Is AIF better than a mutual fund?

Individual investors decide whether to invest in AIFs or mutual funds based on their investment objectives and risk tolerance. If you can afford to invest a huge sum, desire higher potential profits along with higher risk and volatility, and don’t want to limit yourself to stocks and bonds, then AIFs would be preferable. 

Nonetheless, low-risk appetite investors might consider investing in different categories of mutual funds. 

What is the difference between mutual funds and alternative funds?

The key distinction between Alternative Investment Funds (AIFs) and Mutual Funds (MFs) lies in their accessibility and investment thresholds. AIFs are reserved for accredited investors and come with higher minimum investment requirements. 

On the other hand, mutual funds are designed to be more accessible to the general public, with lower entry barriers making them available to a broader audience.

What are the alternative investment funds?

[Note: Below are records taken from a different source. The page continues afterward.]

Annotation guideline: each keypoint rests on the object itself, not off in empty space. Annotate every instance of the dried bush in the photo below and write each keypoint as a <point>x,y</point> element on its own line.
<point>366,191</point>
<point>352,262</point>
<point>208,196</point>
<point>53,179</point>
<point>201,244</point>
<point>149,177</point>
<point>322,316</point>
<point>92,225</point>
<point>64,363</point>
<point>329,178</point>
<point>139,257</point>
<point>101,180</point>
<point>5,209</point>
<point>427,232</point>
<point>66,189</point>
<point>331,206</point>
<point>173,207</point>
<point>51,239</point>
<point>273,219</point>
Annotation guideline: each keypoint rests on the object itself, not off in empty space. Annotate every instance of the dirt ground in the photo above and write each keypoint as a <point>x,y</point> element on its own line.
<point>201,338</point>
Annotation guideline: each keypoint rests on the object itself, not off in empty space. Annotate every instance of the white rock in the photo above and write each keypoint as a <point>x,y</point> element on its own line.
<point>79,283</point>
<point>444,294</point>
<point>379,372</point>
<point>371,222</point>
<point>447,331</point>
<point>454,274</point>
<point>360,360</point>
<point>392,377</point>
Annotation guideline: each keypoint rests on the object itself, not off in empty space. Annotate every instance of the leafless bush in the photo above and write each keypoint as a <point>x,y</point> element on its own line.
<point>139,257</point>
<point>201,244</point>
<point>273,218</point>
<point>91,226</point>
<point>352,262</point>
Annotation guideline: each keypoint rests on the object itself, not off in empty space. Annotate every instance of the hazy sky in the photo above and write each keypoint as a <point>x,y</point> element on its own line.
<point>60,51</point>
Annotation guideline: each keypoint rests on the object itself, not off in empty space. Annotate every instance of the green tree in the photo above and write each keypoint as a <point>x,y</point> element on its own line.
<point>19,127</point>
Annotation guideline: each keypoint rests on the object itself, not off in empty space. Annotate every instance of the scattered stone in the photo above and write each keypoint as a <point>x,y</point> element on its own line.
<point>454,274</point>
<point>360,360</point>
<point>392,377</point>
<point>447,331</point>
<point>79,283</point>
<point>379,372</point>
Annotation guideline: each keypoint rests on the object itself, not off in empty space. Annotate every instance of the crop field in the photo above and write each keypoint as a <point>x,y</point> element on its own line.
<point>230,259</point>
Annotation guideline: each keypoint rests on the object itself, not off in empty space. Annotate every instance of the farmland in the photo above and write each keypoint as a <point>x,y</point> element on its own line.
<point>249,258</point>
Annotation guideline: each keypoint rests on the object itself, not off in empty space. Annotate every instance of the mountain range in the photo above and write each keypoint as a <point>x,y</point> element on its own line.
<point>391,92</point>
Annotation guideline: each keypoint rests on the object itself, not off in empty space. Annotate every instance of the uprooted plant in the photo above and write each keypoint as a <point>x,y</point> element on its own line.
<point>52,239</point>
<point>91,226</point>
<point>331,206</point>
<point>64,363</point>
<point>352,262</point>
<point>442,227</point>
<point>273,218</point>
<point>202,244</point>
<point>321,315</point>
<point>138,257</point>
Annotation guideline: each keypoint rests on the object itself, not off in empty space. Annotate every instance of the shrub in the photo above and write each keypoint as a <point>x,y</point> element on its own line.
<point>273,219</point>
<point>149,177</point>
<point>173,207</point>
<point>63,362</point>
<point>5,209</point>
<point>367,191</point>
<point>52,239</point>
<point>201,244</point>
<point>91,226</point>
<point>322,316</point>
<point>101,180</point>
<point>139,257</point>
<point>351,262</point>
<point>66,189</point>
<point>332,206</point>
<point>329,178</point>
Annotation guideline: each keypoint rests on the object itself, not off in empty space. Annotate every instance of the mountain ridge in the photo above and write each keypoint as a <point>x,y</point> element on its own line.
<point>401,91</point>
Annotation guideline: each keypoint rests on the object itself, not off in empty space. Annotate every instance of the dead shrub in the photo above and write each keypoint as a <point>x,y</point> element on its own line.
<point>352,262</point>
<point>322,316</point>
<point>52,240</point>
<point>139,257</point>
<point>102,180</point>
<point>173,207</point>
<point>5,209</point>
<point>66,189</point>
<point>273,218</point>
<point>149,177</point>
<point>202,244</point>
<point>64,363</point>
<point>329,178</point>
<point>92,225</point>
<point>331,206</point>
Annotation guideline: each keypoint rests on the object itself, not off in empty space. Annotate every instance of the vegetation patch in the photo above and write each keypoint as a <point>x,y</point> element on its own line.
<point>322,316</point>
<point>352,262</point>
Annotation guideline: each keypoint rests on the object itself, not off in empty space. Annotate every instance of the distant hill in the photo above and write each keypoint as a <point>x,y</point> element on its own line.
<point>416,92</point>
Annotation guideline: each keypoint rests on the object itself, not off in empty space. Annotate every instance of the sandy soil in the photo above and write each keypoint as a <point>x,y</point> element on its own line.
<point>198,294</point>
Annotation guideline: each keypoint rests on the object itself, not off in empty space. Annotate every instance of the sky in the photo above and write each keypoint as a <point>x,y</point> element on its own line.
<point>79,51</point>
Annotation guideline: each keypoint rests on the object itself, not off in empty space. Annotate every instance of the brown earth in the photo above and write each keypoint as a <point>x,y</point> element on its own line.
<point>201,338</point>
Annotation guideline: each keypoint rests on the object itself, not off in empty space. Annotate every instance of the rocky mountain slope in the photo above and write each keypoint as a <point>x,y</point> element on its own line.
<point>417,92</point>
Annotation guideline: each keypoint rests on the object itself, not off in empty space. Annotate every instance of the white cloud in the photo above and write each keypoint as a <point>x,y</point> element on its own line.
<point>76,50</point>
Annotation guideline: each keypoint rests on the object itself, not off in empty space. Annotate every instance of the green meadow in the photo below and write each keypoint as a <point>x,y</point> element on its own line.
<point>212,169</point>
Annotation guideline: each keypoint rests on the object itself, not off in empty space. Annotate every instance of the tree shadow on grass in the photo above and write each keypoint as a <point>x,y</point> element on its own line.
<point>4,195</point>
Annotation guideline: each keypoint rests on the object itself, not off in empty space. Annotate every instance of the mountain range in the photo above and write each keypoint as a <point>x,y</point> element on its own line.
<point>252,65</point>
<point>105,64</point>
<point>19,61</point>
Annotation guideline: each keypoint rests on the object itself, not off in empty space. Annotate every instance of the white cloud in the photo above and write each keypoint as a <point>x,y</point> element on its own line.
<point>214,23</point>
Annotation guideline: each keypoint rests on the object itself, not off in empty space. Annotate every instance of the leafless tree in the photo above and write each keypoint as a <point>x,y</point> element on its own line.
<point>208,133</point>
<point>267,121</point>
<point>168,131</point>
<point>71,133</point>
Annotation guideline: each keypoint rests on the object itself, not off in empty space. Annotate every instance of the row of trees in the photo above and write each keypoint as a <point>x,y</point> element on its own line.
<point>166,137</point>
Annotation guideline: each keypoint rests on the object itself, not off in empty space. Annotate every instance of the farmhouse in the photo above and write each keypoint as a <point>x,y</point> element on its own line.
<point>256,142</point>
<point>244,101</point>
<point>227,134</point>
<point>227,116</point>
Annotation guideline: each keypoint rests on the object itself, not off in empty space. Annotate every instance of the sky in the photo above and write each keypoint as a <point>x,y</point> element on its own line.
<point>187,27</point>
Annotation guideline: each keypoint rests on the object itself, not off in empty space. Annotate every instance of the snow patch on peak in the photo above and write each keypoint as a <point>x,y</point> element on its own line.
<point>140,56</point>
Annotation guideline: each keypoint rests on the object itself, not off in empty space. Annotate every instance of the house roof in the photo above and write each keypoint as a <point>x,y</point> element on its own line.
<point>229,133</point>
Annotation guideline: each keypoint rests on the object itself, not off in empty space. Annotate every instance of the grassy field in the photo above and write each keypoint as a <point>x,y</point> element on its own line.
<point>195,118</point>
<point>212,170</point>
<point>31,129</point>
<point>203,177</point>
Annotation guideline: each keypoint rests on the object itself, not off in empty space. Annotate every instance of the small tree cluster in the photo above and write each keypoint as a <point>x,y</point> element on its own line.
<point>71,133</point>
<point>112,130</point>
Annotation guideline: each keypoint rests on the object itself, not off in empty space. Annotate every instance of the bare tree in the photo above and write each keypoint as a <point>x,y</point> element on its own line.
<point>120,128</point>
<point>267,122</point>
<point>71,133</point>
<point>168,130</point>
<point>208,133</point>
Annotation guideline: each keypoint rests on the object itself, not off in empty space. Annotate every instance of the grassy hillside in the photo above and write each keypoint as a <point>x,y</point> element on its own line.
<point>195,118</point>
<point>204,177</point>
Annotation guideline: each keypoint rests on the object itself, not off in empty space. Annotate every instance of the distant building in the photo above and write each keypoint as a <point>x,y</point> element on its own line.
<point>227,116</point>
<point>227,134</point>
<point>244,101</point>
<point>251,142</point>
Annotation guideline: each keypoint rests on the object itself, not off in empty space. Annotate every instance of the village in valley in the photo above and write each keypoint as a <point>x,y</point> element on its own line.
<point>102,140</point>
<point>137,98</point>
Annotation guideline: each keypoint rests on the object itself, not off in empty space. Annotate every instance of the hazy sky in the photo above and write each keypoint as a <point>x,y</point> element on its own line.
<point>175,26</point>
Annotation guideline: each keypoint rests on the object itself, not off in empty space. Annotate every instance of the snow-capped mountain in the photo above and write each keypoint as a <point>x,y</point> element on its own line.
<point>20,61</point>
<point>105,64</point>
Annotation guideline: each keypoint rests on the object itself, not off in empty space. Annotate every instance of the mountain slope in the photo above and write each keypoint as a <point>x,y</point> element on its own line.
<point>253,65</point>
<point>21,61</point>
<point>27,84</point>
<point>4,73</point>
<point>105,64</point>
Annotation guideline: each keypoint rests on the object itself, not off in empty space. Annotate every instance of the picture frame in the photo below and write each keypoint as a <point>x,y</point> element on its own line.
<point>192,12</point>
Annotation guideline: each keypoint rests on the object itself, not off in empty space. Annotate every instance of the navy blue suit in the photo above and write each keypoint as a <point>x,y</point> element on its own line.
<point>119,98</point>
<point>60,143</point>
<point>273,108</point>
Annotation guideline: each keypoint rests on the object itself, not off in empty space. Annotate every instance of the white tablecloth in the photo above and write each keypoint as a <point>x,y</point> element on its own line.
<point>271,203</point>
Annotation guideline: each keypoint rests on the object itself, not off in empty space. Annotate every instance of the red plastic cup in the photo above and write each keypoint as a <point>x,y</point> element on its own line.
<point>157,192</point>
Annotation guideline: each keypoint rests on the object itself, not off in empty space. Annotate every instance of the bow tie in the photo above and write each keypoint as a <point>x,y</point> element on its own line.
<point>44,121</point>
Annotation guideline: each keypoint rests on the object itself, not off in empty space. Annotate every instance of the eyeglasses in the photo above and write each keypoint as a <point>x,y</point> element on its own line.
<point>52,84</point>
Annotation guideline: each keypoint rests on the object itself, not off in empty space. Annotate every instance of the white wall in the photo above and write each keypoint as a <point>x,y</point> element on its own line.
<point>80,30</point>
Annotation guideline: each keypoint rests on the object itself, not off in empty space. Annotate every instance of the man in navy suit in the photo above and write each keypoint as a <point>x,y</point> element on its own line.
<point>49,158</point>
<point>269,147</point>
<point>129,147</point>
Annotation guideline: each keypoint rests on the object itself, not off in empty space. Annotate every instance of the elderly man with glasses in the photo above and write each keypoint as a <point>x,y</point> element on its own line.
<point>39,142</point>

Alternative investment funds are privately pooled investment vehicles which collect funds from investors – whether Indians or foreigners – for investing in accordance with a defined investment policy for the benefit of its inventors. 

AIFs invest in:  

  • Hedge funds 
  • Private Equity 
  • Venture capital 
  • Real estate, etc.

Securities and Exchange Board of India (Alternative Investment Funds) Regulations, 2012 groups AIFs into three major categories: Category I, II and III. 

Is AIF risky?

Yes, alternative investment funds carry more risk compared to mutual funds. AIFs target unique assets like startups, real estate, or private debt. While these offer the potential for high returns, they are not traded, making them potentially volatile and harder to sell quickly (lower liquidity). This means your money might be tied up for longer and experiencing value fluctuations.